Kiran Baldeo is a History Ph.D. student at Rutgers University. Her research interests center on British Guiana during the era of indentured labor. Baldeo received her MA from the City College of New York. Her thesis titled, “The Dark Underbellies of the Littles: A History of the Indo-Guyanese Diaspora, Race and Identity,” explored transnational migrations, diasporic identity formation, and settlement patterns of the Indo-Guyanese population in New York City. Baldeo’s current work explores the systems of colonial medicine in the post-emancipation British Caribbean. Research for this project has fostered an extensive engagement with the Digital Library of the Caribbean and thus, serves as the basis for this post.
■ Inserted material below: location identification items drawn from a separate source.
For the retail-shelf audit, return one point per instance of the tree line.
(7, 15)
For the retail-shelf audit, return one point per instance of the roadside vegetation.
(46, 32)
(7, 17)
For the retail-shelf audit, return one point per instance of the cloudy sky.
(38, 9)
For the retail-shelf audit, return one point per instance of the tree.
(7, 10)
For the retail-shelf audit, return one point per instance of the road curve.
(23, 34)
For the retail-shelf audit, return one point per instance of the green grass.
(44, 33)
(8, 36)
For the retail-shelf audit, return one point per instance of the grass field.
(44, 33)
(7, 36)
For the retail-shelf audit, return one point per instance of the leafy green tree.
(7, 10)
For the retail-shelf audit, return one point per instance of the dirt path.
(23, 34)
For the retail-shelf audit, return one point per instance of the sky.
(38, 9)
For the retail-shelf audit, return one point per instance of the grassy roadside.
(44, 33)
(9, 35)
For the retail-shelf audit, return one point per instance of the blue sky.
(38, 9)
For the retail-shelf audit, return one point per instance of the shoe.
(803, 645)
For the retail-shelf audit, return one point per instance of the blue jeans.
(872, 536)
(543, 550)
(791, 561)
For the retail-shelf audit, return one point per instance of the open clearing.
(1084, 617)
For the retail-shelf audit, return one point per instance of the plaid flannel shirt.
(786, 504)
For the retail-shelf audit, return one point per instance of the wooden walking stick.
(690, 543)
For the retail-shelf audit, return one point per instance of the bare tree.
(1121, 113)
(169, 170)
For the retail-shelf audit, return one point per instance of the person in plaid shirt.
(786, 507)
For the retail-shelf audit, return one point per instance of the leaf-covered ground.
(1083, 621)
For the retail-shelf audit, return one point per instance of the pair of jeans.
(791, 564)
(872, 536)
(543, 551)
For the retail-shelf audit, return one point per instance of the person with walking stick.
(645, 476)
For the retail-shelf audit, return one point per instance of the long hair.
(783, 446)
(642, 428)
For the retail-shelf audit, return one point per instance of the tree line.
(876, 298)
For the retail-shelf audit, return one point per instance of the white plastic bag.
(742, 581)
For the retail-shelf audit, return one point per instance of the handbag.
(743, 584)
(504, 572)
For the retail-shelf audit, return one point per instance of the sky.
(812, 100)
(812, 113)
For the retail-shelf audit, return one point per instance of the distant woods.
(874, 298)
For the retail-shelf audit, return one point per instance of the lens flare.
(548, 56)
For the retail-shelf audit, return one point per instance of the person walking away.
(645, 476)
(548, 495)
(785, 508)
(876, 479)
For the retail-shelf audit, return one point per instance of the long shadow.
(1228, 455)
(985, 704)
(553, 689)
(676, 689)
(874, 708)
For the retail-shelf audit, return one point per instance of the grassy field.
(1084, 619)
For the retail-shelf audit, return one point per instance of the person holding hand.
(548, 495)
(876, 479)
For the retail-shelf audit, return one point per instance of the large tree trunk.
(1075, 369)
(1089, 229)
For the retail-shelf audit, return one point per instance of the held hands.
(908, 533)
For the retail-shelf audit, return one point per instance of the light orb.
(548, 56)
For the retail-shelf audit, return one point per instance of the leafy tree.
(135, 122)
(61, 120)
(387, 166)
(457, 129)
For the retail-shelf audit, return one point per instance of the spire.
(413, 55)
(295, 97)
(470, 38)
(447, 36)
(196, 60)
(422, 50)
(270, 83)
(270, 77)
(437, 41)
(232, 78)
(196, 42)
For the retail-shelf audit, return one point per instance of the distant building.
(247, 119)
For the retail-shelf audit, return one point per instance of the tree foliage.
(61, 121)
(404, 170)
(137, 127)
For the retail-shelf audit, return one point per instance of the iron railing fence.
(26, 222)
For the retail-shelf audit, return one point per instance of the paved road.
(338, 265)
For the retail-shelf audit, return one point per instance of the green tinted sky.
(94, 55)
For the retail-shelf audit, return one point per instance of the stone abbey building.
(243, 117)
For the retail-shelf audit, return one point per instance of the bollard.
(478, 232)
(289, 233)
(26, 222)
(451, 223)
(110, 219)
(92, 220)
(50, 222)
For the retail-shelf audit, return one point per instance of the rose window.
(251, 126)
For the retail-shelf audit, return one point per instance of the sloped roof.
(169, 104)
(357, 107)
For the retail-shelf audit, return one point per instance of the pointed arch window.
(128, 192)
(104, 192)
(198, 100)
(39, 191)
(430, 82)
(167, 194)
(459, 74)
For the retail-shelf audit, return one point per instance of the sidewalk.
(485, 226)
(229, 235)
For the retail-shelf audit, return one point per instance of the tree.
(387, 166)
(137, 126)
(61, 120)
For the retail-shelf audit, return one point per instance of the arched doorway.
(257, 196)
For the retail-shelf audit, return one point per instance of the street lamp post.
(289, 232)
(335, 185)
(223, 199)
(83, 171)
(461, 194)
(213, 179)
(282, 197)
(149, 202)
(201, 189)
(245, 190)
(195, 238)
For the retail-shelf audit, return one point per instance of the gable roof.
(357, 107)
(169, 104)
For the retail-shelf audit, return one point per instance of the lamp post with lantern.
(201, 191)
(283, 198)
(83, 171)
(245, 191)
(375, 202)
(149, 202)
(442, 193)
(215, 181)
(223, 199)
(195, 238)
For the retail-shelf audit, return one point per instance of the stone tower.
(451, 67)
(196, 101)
Unlocking dLOC: A Guide to the Digital Library of the Caribbean: Part One

The Digital Library of the Caribbean (dLOC) is a collaborative, public online archive dedicated to bringing Caribbean material from many sources under a single domain.1 dLOC was initiated by the University of Florida in 2004 but emerged from the collaborative efforts of archives and libraries across the globe working towards the shared goals of digitization, preservation, and increased access. dLOC’s success and wide breadth of documents from the Caribbean and circum-Caribbean is attributed to its growing number of partners (from just nine in 2004 to seventy-eight as of 2021) from across the Americas and Europe who contribute archived materials to the database. In this blog post, we will explore how to navigate the website, the archive’s organization, and its search features. This blog comes shortly after the dLOC released its new website, so it is relevant for those unfamiliar with what the online archive has to offer, as well as long-time users looking for a quick breakdown and navigation guide for the new website interface.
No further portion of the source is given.